In a medium mixing bowl, whisk together the almond flour, arrowroot starch/flour, coconut flour, tapioca starch/flour, baking powder, and salt.
Use a hand held mixer or stand mixer fitted with the whisk attachment - In a small mixing bowl, add the butter and sugar. Beat on medium-high speed to cream the butter and sugar together until they are light and fluffy - 3 to 5 minutes. Note: I use a stand mixer with a 3-quart mixing bowl.
Add the egg and vanilla extract to the butter mix and beat until combined. Switch out the attachment to the regular beater (or paddle if using a stand mixer).
On low speed, spoon in half of the flour mix in increments, and mix until just combined. Add the milk and sour cream and mix to combine. Spoon in the remaining flour mix and mix until just combined.

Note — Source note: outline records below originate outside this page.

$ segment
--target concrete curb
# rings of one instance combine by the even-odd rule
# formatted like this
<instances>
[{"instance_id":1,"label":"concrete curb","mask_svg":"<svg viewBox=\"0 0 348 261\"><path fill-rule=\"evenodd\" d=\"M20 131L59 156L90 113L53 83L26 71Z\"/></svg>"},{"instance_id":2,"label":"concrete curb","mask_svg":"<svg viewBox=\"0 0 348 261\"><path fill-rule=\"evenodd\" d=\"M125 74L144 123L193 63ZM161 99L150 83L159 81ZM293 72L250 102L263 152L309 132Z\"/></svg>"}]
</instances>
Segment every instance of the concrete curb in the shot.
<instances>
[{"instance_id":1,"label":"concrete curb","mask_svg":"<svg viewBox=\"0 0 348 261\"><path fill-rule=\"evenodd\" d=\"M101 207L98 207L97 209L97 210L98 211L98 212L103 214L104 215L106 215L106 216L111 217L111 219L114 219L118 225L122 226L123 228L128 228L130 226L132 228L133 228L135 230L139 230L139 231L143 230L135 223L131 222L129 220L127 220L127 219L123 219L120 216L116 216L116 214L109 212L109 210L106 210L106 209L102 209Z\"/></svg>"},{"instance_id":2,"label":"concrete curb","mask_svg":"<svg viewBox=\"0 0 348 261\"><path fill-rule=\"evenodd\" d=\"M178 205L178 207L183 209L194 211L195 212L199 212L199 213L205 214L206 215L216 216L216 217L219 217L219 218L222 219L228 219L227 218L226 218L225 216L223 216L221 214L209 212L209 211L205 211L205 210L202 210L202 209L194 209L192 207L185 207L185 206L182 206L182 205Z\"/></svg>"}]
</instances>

Spoon half of the coffee cake batter equally into the prepared mini loaf pans. Sprinkle the filling equally over the top batter. Top with the remaining coffee cake batter, then finish by sprinkling equal amounts of the streusel over the top.
Bake the mini coffee cake loaves for 25 to 28 minutes, or until a toothpick inserted in the middle comes out mostly clean. Cool the coffee cakes in the pans set on a wire cooling rack for 10 minutes. Then, using the parchment paper sling, carefully lift the coffee cakes out of the pans to cool on the wire rack completely.